U.N. warns of dire food situation in Yemen’s Taiz

Women and children fill buckets with water from a public tap amid an acute shortage of water, on the outskirts of Sanaa, Yemen, Tuesday, Oct. 13, 2015.

Women and children fill buckets with water from a public tap amid an acute shortage of water, on the outskirts of Sanaa, Yemen, Tuesday, Oct. 13, 2015.


The U.N. World Food Program on Friday appealed for safe access to the Yemeni city of Taiz, saying that fighting between warring factions had blocked food supplies and left thousands of people in extreme hunger.

The last U.N. food aid to reach Taiz, Yemen’s third city, was more than five weeks ago when food was distributed to nearly 240,000 people, it said.

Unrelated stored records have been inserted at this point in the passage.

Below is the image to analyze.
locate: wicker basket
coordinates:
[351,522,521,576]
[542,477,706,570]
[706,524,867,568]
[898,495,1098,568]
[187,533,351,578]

“We plead for safe and immediate access to the city of Taiz to prevent a humanitarian tragedy as supplies dwindle, threatening the lives of thousands – including women, children and the elderly,” WFP regional director Muhannad Hadi said in a statement.

“These people have already suffered extreme hunger, and if this situation continues the damage from hunger will be irreversible.”

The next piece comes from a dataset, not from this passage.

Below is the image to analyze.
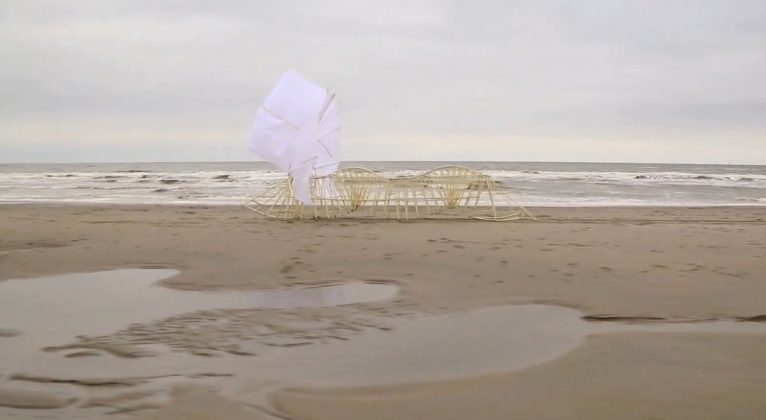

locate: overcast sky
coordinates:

On Wednesday, warplanes from the Saudi-led coalition that backs Yemen’s government bombed the Iran-allied Houthi movement across Yemen and dropped weapons to Islamist militias in Taiz, situated in the southwest.

Ten of Yemen’s 22 governorates were assessed as being in an emergency food situation in June, one step below famine on a five-point scale. The assessment has not been updated since then, partly because experts have not managed to get sufficient access to survey the situation.

About a third of the country’s population, or 7.6 million people urgently require food aid, the WFP said.